Abbas also told Trump that under his stewardship a peace agreement could be reached.
“We believe that we are capable and able to bring about success to our efforts, because, Mr. President, you have the determination and you have the desire to see if come to fruition and become successful,” Abbas told Trump.
“I also believe that we will be able to solve the issue of the refugees and the issue of the prisoners, according to the terms of international law.”
Although Zuhri did not point to any specific positions offered by Abbas on Wednesday, his comments appeared to be total a rejection of any peace deal with Israel, which Hamas remains committed to destroying.

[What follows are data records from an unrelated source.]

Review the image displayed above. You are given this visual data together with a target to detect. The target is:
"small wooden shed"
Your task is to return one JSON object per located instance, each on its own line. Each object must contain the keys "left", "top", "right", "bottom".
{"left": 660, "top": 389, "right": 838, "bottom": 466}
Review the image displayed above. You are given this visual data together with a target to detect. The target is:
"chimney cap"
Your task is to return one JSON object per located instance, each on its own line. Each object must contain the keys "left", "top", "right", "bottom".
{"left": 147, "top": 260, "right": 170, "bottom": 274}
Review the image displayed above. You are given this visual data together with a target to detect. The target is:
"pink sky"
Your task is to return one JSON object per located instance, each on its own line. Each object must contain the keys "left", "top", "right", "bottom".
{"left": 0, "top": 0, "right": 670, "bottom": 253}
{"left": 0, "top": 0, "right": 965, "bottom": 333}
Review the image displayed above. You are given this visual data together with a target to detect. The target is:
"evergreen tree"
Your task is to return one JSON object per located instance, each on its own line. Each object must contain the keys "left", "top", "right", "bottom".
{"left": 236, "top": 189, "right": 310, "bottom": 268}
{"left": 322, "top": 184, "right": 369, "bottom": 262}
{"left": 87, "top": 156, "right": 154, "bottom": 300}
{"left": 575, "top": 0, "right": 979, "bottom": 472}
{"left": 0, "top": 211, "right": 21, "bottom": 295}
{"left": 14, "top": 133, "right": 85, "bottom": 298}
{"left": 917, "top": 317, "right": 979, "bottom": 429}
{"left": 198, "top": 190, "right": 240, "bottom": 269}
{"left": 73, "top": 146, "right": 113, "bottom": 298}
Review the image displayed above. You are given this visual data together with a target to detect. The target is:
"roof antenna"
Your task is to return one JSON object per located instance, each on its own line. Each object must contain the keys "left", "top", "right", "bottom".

In a new policy document unveiled Monday, Hamas said that while it would accept a Palestinian state in the West Bank and Gaza Strip, it still remains opposed to a Jewish state within the pre-1967 armistice lines, calling the establishment of Israel “illegal.”
On Tuesday, outgoing Hamas leader Khaled Mashaal told CNN that the document was an opportunity for Trump to broker an “equitable solution” to the Palestinian conflict.
When asked if he really believed Trump was up to the task, Mashaal said he believed the current administration has a “greater threshold for boldness” than its predecessors.
The new platform, which was posted online in English, was presented at a time of escalating tensions between Hamas and Fatah. Hamas drove out forces loyal to Abbas in its 2007 takeover of Gaza, a year after defeating Fatah in Palestinian parliament elections. Reconciliation efforts have failed.
Earlier Wednesday, a senior PA official said that Abbas will stop paying for electricity in the power-starved Gaza Strip and “dry up” the flow of funds to the territory’s Hamas rulers.
Hussein al-Sheikh, head of the PA’s Civil Affairs Department, said Hamas profits because it collects electricity payments from Gaza residents. “We are not going to continue financing the Hamas coup in Gaza,” he told the Voice of Palestine radio station.
Gaza residents have been enduring worsening power cuts — a result of border blockades by Israel and Egypt that were triggered by the Hamas takeover. Residents currently live with rolling blackouts — six hours on, 12 hours off — that have further crippled an economy devastated by conflict.